Грязнов посмотрел ему вслед и, неожиданно хмыкнув, покачал головой.
Вряд ли кто-нибудь из присутствующих всерьез обратил внимание на две последние брошенные фразы, которыми обменялись Грязнов с Турецким. Но сами они хорошо понимали друг друга, ибо работали, что называется, рука об руку без малого полтора десятка лет. Вот и этот несчастный на первый взгляд случай теперь уже таковым вовсе не представляется. Те, кто готовили здесь пожар, явно старались представить дело так, будто пожилая хозяйка стала жертвой собственной неосмотрительности. Но грубо сработано. Очень грубо.
Выходя на лестничную площадку, Турецкий еще раз внимательно оглядел массивную, почти крепостную, дверь с тройными клыками мощных запоров.

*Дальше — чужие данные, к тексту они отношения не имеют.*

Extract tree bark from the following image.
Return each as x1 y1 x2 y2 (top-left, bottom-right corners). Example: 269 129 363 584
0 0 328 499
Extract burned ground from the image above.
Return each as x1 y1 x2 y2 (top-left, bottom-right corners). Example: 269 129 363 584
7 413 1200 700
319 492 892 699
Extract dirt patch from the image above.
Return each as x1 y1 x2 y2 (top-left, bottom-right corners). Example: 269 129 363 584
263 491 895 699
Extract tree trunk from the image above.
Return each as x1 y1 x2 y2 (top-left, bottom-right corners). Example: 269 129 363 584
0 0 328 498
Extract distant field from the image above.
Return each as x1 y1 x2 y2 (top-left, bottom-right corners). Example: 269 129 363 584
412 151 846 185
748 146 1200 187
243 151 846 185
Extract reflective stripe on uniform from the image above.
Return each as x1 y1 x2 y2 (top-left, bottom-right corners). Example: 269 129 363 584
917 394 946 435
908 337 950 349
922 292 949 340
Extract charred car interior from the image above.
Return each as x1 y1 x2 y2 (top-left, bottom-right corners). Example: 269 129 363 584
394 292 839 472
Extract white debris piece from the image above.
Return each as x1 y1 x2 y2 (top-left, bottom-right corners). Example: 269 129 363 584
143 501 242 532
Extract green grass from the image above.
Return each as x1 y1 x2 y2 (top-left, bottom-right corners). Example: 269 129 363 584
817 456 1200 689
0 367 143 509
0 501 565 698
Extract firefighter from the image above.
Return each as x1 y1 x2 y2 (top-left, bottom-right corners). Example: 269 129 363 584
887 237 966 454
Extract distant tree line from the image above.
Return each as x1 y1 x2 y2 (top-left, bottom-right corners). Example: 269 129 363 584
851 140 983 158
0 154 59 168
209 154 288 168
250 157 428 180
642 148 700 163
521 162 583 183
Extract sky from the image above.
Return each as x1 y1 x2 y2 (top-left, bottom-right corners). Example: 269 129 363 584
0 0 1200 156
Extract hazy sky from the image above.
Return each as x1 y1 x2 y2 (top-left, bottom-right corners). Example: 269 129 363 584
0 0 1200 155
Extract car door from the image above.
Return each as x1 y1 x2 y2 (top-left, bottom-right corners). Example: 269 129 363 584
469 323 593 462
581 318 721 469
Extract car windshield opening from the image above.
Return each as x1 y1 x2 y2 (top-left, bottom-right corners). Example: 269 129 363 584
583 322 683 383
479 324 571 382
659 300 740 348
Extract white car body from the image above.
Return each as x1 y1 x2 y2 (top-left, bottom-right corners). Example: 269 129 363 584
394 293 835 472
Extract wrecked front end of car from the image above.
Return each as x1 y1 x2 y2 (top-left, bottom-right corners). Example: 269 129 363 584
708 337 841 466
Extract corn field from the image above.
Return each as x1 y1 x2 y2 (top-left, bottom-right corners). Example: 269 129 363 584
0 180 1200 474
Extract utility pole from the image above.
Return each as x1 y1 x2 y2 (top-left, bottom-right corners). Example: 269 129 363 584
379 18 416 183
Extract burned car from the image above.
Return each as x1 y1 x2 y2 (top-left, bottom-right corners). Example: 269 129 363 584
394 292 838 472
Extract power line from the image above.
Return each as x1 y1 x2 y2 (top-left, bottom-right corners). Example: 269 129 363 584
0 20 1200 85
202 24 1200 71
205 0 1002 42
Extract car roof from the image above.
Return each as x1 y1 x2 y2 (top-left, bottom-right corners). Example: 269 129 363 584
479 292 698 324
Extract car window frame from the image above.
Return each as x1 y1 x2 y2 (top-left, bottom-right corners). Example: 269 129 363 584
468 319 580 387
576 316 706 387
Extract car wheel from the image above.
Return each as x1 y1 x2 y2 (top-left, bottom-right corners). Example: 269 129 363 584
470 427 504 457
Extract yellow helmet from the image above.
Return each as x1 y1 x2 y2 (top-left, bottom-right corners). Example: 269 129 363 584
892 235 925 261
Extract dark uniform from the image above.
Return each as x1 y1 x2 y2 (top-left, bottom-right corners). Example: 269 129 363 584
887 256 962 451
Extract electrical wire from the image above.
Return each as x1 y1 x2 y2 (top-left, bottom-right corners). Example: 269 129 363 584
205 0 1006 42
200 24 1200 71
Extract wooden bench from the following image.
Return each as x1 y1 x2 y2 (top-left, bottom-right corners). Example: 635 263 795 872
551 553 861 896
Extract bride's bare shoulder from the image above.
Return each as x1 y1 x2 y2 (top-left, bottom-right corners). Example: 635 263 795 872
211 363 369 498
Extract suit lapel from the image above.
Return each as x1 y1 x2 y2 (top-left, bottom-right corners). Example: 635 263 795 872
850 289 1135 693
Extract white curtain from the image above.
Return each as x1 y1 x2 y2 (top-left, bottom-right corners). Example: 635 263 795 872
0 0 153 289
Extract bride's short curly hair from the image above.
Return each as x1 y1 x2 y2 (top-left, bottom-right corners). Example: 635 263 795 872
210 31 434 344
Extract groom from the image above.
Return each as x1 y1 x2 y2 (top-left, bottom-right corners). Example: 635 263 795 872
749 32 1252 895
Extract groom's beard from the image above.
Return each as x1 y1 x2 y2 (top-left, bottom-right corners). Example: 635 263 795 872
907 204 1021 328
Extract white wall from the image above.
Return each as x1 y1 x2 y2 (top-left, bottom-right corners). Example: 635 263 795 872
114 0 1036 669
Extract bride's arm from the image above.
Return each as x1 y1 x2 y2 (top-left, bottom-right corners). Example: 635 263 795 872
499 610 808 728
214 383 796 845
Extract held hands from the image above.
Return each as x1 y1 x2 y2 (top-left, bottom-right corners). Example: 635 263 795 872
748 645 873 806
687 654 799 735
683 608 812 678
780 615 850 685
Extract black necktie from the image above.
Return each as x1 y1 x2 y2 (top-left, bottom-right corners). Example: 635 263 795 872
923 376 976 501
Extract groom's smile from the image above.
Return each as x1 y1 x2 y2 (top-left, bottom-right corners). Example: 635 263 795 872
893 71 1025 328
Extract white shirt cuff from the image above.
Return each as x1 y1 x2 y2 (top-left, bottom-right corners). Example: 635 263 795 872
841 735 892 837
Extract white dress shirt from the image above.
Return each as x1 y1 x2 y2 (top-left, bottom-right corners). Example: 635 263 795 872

Ее и взрывом не взяло. А поскольку не взяло, значит, было что за ней хранить. С уверенностью теперь можно рассуждать и дальше: то, что хранилось за этой дверью, в настоящий момент в квартире отсутствует. Иначе для чего разыгран этот зловещий спектакль с обгорелым трупом хозяйки? Кстати, хозяйки ли? Но это уже в компетенции Бориса Львовича Градуса. Далее: как была открыта дверь, кем? Самой хозяйкой или?… Где дверные ключи?…
Турецкий как бы включился в следствие и стал составлять для себя по привычке необходимый вопросник, из которого в дальнейшем должен сложиться подробный план расследования совершенного преступления, на что указывали сваленные посреди комнаты и облитые бензином тяжелые золоченые багеты. А где же сами картины? Украдены?… Как странно, почему-то не интересовался прежде, остаются ли вещественные следы от сгоревших живописных полотен? Надо бы сюда Семена Семеновича Моисеева, этот зубр криминалистики чего-нибудь, да отыщет. А Игорьку, конечно, теперь пахать и пахать…
…На лестничной площадке, несмотря на вялые протесты участкового, гудело народное вече: похоже, собрались жильцы всех семи этажей первого подъезда этого многоквартирного дома, от рождения своего не признававшего коммуналок. Во всяком случае, Турецкому показалось, что среди горячо обсуждающих событие преобладала публика солидная.